The Web site hudsonriver.com (http://hudsonriver.com/) lists boat tours. Metro-North’s Hudson line (mta.info) from Grand Central stops at towns along the eastern bank up to Poughkeepsie. Amtrak trains run from Penn Station to Albany.

BANNERMAN CASTLE (bannermancastle.org (http://bannermancastle.org/)). Visits to Bannerman’s Island have been suspended temporarily because of construction. Boat tours are available from the Newburgh landing by Hudson River Adventures, 26 Front Street, Newburgh, (845) 220-2120. Kayak tours with views of the castle are offered by Hudson Valley Outfitters, 63 Main Street, Cold Spring, (845) 265-0221; hudsonvalleyoutfitters.com (http://hudsonvalleyoutfitters.com/).

DIA:BEACON (diabeacon.org (http://diabeacon.org/)), 3 Beekman Street, (845) 440-0100. Featuring the Riggio Galleries with works from the 1960s to the present. Through Oct. 13, open Thursdays through Mondays, 11 a.m. to 6 p.m. Admission, $10, $7 for students and 65+, free for members and children under 12.

SING SING PRISON MUSEUM, Caputo Community Center, 95 Broadway, off Route 9, Ossining, (914) 941-3189. Open Mondays through Fridays, 9 a.m. to 9 p.m.; Saturdays, 8:30 a.m. to 9 p.m.; closed Sundays. Free.

STORM KING ART CENTER (stormking.org (http://stormking.org/)); Old Pleasant Hill Road, Mountainville (check Web site for updates on road closings and detours), (845) 534-3115. Through Nov. 1, open Wednesdays through Sundays, 11 a.m. to 5:30 p.m. Admission, $10, $9 for 65+ and students, $7 for children, free for members and children under 5.

Reading


‘Bannerman Castle’ (Arcadia Publishing, 2006), a brief history of the island, with vintage photographs.

’THE HUDSON: A HISTORY’ (Yale University Press, 2005), an elegant historical overview by Tom Lewis.

‘NEWJACK: GUARDING SING SING’ (Random House, 2000), the journalist Ted Conover’s account of his time as a prison guard.

‘UP RIVER’ (Blast Books, 2008), the Center for Land Use Interpretation’s survey of the Hudson in aerial photos and text, with a fold-out map.

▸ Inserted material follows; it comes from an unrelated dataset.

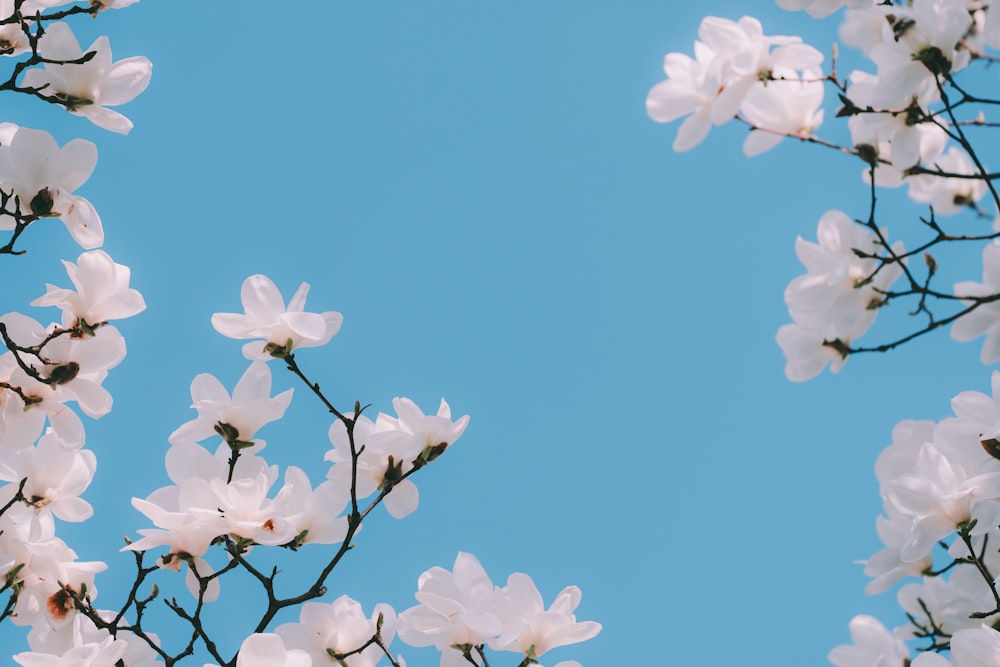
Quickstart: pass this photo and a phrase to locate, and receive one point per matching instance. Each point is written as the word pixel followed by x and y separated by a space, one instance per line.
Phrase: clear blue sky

More information about the center’s programs and projects can be found at clui.org (http://clui.org/).

Viewing

‘THE BIG HOUSE’ (1930), Wallace Beery stars in this hoary saga of Sing Sing.

‘NORTH BY NORTHWEST’ (1959), Cary Grant meets Eva Marie Saint on a train traveling up the Hudson in this Hitchcock thriller.

‘ODDS AGAINST TOMORROW’ (1959), a grim bank heist tale starring Harry Belafonte and Robert Ryan, with the old Hudson smokestack as backdrop for beautifully shot scenes.

‘THE PRODUCERS’ (1968), Mel Brooks’s comedy ends with Max and Leo (Zero Mostel and Gene Wilder) rehearsing their fellow Sing Sing prisoners in a rousing rendition of “Prisoners of Love.” JOHN STRAUSBAUGH

Copyright 2008 The New York Times Company

antinimby
August 1st, 2008, 12:11 AM
That Bannerman’s Island castel is very striking. Never expected to see something like that there.

Should be a protected landmark, if it is not already.